A day after the American Petroleum Institute once again took markets by surprise by reporting a crude oil inventory build of 7.29 million barrels, the Energy Information Administration said inventories were indeed up, by 7.1 million barrels for the week to March 1.
At 452.9 million barrels, the EIA said, crude oil inventories were about 4 percent above the seasonal average.
The authority also reported refinery runs of 16 million barrels daily for last week, versus 15.9 million bpd a week earlier. Gasoline production stood at 9.9 million bpd, up from 9.6 million bpd a week earlier. Distillate fuel production averaged 4.9 million bpd last week, compared with 4.8 million bpd a week earlier.
Gasoline inventories shed 4.2 million barrels in the week to March 1, versus a 1.9-million-barrel decline during the week before. Distillate fuel inventories were down 2.4 million barrels, from a 300,000-barrel decline a week earlier.
The API inventory estimate pressured prices considerably, not least because it was combined with announcements from Exxon and Chevron they had big plans for the Permian, with both eyeing production increases to about 1 million barrels daily over the next five years.

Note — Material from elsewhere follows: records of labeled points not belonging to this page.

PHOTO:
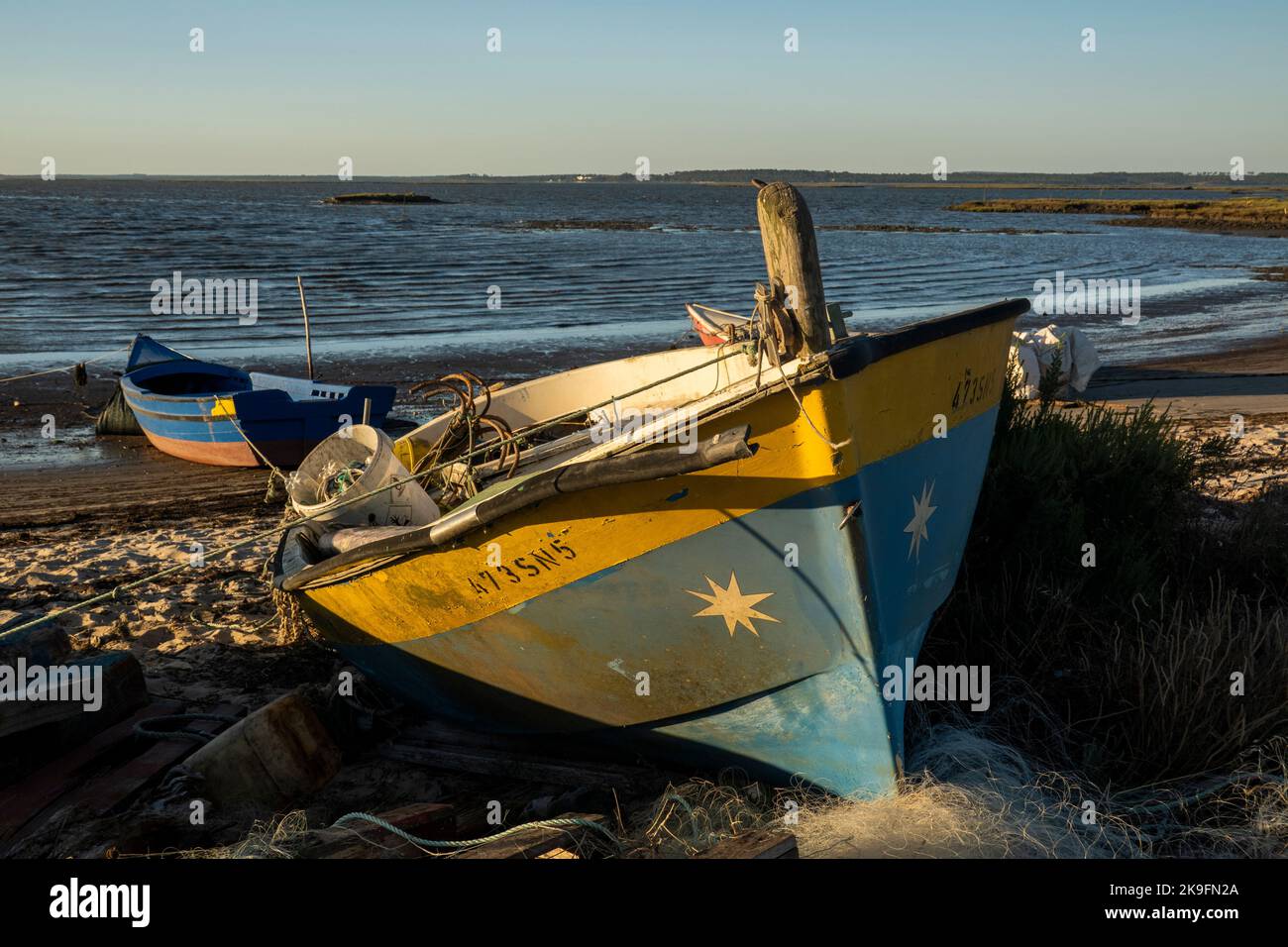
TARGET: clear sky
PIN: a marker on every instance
(110, 86)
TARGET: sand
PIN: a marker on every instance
(82, 515)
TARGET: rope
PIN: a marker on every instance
(768, 302)
(65, 368)
(281, 527)
(472, 843)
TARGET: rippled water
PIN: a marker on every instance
(80, 258)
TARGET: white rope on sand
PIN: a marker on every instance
(65, 368)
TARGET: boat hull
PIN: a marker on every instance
(743, 615)
(220, 424)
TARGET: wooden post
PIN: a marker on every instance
(308, 342)
(791, 258)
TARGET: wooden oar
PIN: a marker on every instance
(591, 474)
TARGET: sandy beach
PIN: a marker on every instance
(84, 515)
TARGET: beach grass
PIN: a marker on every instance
(1153, 663)
(1262, 214)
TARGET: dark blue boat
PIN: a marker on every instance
(214, 414)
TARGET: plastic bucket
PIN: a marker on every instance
(407, 504)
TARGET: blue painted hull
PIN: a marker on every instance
(183, 407)
(858, 600)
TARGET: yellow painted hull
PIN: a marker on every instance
(789, 573)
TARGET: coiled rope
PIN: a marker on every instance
(65, 368)
(115, 592)
(472, 843)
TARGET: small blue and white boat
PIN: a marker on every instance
(214, 414)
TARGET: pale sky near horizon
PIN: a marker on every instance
(411, 89)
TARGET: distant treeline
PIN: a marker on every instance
(1099, 179)
(807, 176)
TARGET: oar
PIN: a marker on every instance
(606, 472)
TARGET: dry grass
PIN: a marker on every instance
(975, 797)
(1235, 213)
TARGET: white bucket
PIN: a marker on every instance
(407, 504)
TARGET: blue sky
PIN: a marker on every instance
(410, 88)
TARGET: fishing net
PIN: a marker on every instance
(116, 416)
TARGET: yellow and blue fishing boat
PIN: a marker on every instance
(719, 575)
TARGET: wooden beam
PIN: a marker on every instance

These plans and the continuous rise in U.S. production are successfully playing counterweight to the effect of OPEC’s production cuts on prices despite incidental factors that pull prices in one or the other direction on a daily basis such as any news updates from Venezuela or the announcement the Libya’s Sharara field, which can produce 320,000 bpd, was back in operation.
Another topic that swings prices is, of course, the ongoing trade negotiations between Washington and Beijing. Observers for the trading world tend to oscillate between hope and gloom here, but the latest updates seem to suggest a trade deal may indeed happen and put an end to the conflict that’s hurt a number of industries.